If left unchecked the IEA predicts this figure could reach as high as $660 billion in 2020, or 0.7% of global GDP, illustrating the enormous cost of inaction. In addition to being a painful financial burden to state budgets, fossil fuel subsidies encourage the wasteful consumption of energy, exacerbate energy security issues with increased reliance on imports, distort markets, increase CO2 emissions, and tilt the balance away from clean energy investments. Moreover, the intended benefits of these subsidies such as promoting economic development and improving energy access to the world’s poor may be overstated; according to the IEA only 8% of the $409 billion spent on fossil-fuel subsides in 2010 went to the poorest 20% of the population.
The benefits of phasing out fossil-fuel subsidies are not difficult to discern-according to a recently published report by the OECD, “subsidy reforms increase GDP in OECD countries and even more in non-OECD countries although the resulting world GDP gain should be rather modest and below 1% in the longer term.” By IEA estimates they could slash growth in energy demand by 4.1%, reduce growth in oil demand by 3.7% mb/d and cut growth in CO2 emissions by 1.7 Gt by 2020, providing states with some much needed financial relief from high energy prices while reducing soaring emissions.
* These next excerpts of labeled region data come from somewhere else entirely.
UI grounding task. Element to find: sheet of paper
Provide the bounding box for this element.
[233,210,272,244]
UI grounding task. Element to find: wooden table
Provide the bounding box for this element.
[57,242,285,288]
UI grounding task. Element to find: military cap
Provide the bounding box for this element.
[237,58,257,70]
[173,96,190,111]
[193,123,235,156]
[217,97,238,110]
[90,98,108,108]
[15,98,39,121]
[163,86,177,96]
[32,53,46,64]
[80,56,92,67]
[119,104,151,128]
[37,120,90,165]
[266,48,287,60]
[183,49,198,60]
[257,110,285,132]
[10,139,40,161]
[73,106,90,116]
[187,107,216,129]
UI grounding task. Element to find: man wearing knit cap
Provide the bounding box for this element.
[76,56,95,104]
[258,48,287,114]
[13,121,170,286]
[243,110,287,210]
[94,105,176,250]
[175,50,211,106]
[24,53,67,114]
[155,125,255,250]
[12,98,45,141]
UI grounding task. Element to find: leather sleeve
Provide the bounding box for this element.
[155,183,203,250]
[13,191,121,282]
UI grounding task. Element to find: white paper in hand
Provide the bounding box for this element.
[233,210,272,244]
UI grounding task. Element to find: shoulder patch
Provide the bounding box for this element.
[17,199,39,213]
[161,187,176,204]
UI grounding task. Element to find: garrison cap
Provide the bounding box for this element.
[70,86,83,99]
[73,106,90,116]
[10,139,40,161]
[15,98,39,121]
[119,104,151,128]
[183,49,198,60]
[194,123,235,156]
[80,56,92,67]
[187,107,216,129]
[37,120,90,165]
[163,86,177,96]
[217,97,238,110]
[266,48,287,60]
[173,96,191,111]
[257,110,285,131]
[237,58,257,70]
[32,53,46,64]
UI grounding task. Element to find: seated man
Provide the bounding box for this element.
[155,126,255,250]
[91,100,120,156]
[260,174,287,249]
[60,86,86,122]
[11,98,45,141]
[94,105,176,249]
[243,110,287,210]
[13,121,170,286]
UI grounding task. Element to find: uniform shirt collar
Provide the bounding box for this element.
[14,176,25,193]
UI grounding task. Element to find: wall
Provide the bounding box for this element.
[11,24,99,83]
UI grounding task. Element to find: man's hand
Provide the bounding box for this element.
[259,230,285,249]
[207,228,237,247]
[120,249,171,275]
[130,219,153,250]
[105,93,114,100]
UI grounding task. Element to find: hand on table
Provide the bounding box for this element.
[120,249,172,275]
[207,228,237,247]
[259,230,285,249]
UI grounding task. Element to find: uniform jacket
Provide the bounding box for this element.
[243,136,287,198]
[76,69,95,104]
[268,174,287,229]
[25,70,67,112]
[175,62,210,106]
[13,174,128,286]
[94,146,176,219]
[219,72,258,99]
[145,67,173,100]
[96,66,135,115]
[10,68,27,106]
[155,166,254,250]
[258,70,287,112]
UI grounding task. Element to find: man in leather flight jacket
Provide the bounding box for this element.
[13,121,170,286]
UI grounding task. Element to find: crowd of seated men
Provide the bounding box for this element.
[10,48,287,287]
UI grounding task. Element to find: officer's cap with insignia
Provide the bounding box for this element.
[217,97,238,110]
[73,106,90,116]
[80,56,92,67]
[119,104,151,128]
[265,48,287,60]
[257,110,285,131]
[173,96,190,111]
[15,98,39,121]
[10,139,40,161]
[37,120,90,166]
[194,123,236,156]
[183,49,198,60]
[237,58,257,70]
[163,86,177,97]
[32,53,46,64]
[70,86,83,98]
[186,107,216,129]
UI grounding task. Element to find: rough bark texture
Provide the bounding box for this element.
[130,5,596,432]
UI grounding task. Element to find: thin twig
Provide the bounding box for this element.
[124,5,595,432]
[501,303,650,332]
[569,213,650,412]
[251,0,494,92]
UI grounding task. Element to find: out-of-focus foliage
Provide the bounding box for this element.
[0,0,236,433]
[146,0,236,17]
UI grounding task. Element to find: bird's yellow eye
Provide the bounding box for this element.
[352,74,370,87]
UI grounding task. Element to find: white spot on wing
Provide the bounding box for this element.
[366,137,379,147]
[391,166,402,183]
However, implementing reform will require states to overcome some formidable challenges, not least, finding a common definition of what constitutes an inefficient fossil fuel subsidy and disclosing that information, something developed countries have been reluctant to do. In order to promote international coordination on this issue, transparency and standardizing subsidy information are critical first steps.
There has been progress cataloguing government policies that support fossil fuels, filling an important information gap, and paving the way for further action. In 2011 the IEA, OPEC, OECD and the World Bank released a “joint report on the fossil-fuel and other energy subsides: An update of the G20 Pittsburgh and Toronto Commitments.” and the OECD released the first-ever Inventory of Estimated Budgetary Support and Tax Expenditures For Fossil Fuels; a regularly updated report that provides detailed information on over 250 mechanisms that support fossil fuel production and use in OECD countries.
These publications and online databases not only serve as an important focal point of information but demonstrate that a growing number of countries are already implementing meaningful subsidy reform and benefiting from the environmental and economic rewards. There has been progress since the G20’s initial pledge in 2009, but the bulk of the work is yet to be done and the full positive impacts yet to be realized.